There are many roadblocks to mining value from data. You likely have to move the data from one place to another, which requires the manual intervention of an IT administrator. Then numerous access points and permission requirements must be navigated to access that data. At any point, this process can break down, resulting in delays and disruptions to your business.
“Global strong consistency,” which is the consistency of data within the cluster from a time, availability and lineage point of view, ensures that your data is accurate and available regardless of where it is located globally within your organization.
For example, you might have an analyst in Cleveland who needs to run a query on an exception report generated by a robotic arm in Munich, Germany. To detect anomalies, the data from that robotic arm needs to be consistent with your data warehouse. With global strong consistency, your data is consistent between the device – in this case the robotic arm – and the data center. The data fabric ensures this data is available and consistent regardless of where it originates and where it is accessed.
Continuous Coordinated Data Flows
Continuous coordinated data flows refers to the ability to coordinate new analytic data with historical data. Let’s go back to your robotic arm. Let’s say it missed a chip placement on the production line and generated an exception report. Instead of replacing that arm at the first sign of trouble, you have the ability to compare this data with that specific robotic arm’s history.
Perhaps the entire arm doesn’t need to be replaced because this error is well within the arm’s one-in-a-million failure rate. The only way you’re going to know this is if you can access data in real time through continuous coordinated data flows between real-time analytic data at the source (the robotic arm) and historical data (the data warehouse in the data center).

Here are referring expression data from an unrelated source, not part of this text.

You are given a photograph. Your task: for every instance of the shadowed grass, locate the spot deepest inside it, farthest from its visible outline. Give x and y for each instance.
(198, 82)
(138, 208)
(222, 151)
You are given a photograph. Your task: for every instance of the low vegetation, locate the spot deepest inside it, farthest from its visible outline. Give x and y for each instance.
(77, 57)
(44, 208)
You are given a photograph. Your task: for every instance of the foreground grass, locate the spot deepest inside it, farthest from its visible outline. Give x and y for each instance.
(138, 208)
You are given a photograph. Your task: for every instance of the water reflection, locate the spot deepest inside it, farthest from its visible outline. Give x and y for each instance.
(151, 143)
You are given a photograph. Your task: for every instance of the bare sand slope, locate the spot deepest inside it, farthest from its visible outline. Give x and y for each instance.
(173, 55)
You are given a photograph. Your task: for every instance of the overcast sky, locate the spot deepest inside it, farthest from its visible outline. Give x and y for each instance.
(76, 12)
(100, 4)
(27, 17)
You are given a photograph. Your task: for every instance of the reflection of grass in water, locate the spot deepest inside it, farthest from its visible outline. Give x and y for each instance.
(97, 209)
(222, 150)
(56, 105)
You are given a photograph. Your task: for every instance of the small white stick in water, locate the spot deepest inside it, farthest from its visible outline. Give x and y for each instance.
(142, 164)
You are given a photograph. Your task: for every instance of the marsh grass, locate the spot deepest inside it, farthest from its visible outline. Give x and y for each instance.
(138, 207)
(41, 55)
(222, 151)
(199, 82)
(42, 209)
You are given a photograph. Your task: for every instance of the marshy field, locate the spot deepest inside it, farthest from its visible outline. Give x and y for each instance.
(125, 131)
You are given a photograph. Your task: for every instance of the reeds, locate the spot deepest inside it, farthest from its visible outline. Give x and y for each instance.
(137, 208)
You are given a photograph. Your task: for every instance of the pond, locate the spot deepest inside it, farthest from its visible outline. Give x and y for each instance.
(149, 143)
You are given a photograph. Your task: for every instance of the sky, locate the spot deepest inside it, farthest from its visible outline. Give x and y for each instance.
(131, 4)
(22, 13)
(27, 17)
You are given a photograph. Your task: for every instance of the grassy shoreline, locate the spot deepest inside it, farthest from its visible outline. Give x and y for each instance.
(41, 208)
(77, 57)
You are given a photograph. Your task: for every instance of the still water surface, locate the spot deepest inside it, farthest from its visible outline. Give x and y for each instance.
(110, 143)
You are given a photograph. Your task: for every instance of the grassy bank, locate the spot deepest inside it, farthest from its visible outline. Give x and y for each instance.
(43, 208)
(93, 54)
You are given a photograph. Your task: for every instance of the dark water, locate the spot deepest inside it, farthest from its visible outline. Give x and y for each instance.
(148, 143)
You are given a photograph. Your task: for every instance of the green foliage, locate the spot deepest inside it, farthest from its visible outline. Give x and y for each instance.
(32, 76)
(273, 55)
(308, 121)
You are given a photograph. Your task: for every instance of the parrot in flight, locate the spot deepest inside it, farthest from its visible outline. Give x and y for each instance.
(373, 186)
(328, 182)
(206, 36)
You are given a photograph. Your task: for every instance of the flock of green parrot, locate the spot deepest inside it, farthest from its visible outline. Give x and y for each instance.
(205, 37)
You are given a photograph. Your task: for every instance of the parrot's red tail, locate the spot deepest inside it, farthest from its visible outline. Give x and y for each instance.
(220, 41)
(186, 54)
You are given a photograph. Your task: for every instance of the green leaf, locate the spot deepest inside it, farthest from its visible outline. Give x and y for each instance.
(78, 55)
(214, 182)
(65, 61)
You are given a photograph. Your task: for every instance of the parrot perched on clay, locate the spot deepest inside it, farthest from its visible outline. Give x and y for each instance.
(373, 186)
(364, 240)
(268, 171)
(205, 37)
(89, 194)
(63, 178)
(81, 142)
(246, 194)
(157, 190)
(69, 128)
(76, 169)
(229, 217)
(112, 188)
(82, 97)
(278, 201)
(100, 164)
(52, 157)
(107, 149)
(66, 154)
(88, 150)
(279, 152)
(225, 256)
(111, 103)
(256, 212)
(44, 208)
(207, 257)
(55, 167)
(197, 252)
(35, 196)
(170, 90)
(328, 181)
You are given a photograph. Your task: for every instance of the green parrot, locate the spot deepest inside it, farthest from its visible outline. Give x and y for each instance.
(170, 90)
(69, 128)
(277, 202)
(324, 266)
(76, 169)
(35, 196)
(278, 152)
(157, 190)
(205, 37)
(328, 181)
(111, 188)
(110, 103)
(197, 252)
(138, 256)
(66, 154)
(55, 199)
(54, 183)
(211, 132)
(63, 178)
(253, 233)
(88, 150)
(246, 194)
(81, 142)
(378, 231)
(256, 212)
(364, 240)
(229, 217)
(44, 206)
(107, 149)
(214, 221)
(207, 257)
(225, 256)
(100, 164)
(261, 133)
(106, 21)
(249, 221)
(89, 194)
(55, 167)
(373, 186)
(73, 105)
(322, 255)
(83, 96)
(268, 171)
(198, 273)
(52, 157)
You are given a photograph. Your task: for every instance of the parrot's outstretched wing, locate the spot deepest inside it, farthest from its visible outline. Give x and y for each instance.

With location awareness, you always know exactly where the data is and where it originated within your data fabric. Unlike data stored in a data lake, location awareness gives your data context and lineage. Knowing the data’s point of origin, what it refers to and where it falls in the hierarchy of data gives value to your data and allows you to mine insight from it.
Going back to your plant in Munich, knowing that the exception report originated from a specific sensor in your robotic arm helps you replace the right sensor in the correct robotic arm, as opposed to simply having only a general awareness that some sensor somewhere in the world is malfunctioning.

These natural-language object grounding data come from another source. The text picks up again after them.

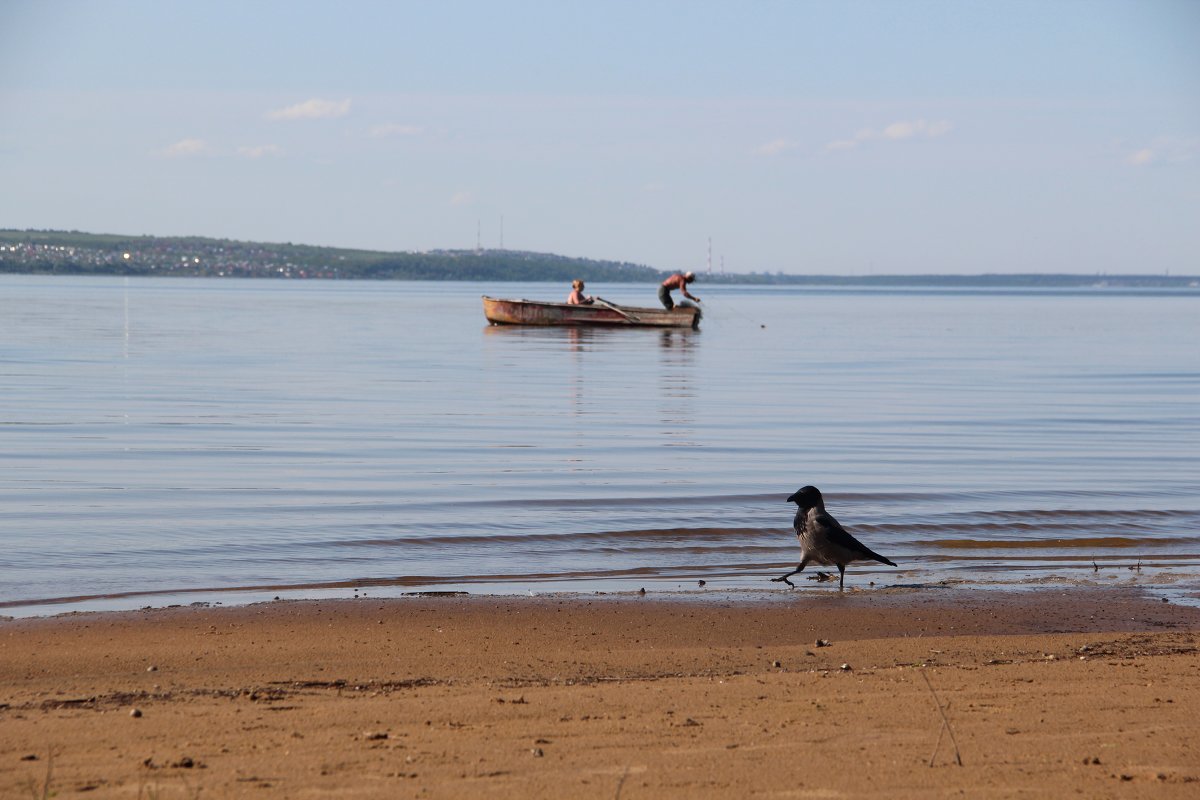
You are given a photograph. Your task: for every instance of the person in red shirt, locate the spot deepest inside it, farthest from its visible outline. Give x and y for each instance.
(577, 298)
(677, 281)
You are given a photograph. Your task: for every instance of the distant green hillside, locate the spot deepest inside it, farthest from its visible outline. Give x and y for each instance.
(57, 252)
(78, 253)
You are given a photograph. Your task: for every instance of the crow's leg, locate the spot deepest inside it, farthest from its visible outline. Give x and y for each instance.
(785, 577)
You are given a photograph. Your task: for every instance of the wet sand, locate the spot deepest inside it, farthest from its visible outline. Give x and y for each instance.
(1044, 693)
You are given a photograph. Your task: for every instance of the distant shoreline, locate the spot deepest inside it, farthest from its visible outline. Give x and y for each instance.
(73, 253)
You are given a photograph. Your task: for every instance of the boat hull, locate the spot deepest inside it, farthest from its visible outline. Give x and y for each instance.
(534, 312)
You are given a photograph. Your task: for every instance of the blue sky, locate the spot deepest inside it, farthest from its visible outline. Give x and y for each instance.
(801, 137)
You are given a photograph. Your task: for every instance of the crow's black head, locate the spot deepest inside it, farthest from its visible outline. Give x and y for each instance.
(807, 498)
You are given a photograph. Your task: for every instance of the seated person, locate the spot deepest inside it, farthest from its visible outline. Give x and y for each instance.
(577, 298)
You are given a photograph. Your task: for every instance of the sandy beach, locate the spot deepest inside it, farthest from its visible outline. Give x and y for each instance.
(809, 695)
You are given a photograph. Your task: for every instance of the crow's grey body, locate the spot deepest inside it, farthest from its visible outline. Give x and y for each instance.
(822, 537)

With a global data fabric, as long as you are authorized to access the data you can run a query on data anywhere in the world without having to move it and without even having to know where that data is. You don’t need to put a request into IT to gain access and to request the data to be moved offline into a data warehouse. Furthermore, your data can be in the cloud, on premises or in a data center anywhere in the world.
The data fabric and the underlying file system give you the ability to do this, providing transparency not only to the end user but to the application as well. The application running the query doesn’t need to know that the data is not in the local data center or in a robotic arm sensor. Accessing data anywhere with complete transparency to the end user and the application allows you to quickly operationalize your data. Speed, reliability and scalability are key benefits of a data fabric environment.
Moving data in 2017 is still difficult, but if the data is transparent in a data fabric environment, it just works and maybe you won’t have to move the data at all.
Bill Peterson is senior director, industry solutions, MapR Technologies.